What is the thickest quarter sawn boards you've run across? 8/4, 12/4
On my thread on cutting bowl blanks the two pieces I get are usually close to 4/4
Graybeard
PS Why does sawn show up on this post as misspelled? When I check with a different spell check it's spelled ok Is there another way to say it?


----------



## DKMD (Aug 4, 2015)

I've seen 8/4 stuff, but I don't recall seeing 12/4 quartersawn. 12/4 stuff isn't all that common around here in general regardless of how it's cut.

I think quartersawn is all one word(even though my phone doesn't).

Reactions: Thank You! 1


----------



## justallan (Aug 4, 2015)

Graybeard said:


> PS Why does sawn show up on this post as misspelled? When I check with a different spell check it's spelled ok Is there another way to say it?


Probably because this site originated below the Mason-Dixon line. Down there they say "saw'd"
Boy, I dun saw'd that wood, I tell you what! Yup, quarter saw'd 'ery bit of it too!

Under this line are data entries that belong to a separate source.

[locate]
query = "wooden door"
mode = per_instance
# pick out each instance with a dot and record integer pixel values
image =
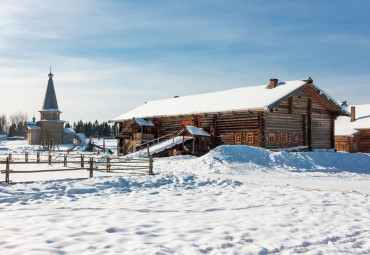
(250, 138)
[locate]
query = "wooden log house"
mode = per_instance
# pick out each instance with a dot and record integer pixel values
(352, 134)
(277, 115)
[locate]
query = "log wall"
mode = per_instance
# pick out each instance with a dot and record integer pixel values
(301, 115)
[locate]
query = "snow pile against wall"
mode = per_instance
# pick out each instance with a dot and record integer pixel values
(344, 126)
(159, 147)
(239, 159)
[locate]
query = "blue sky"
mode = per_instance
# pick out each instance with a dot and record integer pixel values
(111, 56)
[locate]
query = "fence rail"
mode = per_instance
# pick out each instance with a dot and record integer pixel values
(77, 163)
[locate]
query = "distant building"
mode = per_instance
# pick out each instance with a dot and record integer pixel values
(352, 134)
(50, 129)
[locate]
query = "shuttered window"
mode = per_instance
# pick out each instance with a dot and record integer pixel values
(272, 137)
(250, 138)
(238, 138)
(295, 138)
(284, 137)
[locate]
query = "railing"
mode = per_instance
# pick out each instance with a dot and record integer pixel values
(158, 139)
(76, 163)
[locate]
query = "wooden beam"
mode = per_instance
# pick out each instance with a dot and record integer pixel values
(310, 91)
(309, 124)
(291, 105)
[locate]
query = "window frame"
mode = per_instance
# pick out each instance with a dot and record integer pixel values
(282, 135)
(236, 135)
(247, 136)
(294, 136)
(272, 134)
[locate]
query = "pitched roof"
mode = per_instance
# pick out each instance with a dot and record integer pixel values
(344, 126)
(50, 101)
(246, 98)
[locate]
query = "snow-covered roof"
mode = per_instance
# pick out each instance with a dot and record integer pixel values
(33, 127)
(344, 126)
(246, 98)
(195, 131)
(69, 130)
(49, 110)
(142, 122)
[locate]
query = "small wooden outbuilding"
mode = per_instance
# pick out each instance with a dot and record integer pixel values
(352, 134)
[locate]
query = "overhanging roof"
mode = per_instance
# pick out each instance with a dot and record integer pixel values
(247, 98)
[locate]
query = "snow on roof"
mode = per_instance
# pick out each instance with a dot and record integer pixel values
(49, 110)
(344, 126)
(33, 127)
(197, 131)
(246, 98)
(142, 122)
(69, 130)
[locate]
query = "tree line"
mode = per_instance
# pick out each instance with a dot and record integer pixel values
(16, 125)
(95, 129)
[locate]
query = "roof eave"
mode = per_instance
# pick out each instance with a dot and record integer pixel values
(264, 109)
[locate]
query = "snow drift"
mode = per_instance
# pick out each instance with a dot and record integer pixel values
(252, 158)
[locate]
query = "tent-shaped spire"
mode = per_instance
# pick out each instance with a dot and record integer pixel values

Reactions: Agree 1 | Great Post 1 | Funny 2 | Way Cool 1


----------



## Allen Tomaszek (Aug 6, 2015)

I keep some 12/4 quartersawn (saw'd) material around but it's unusual. Most quartersawn boards I see are 4/4 through 8/4.


----------



## JR Custom Calls (Aug 6, 2015)

I bet some of those monster logs from back when @Mike1950 was getting ready to retire (you know, the old growth logs you see where one log overloads a truck... the ones cut down by hand with crosscut saws and axes) would have made some very thick qs boards

Reactions: Funny 3


----------



## Mike1950 (Aug 6, 2015)

JR Custom Calls said:


> I bet some of those monster logs from back when @Mike1950 was getting ready to retire (you know, the old growth logs you see where one log overloads a truck... the ones cut down by hand with crosscut saws and axes) would have made some very thick qs boards



 smart a$$ kids.................

Reactions: Funny 2


----------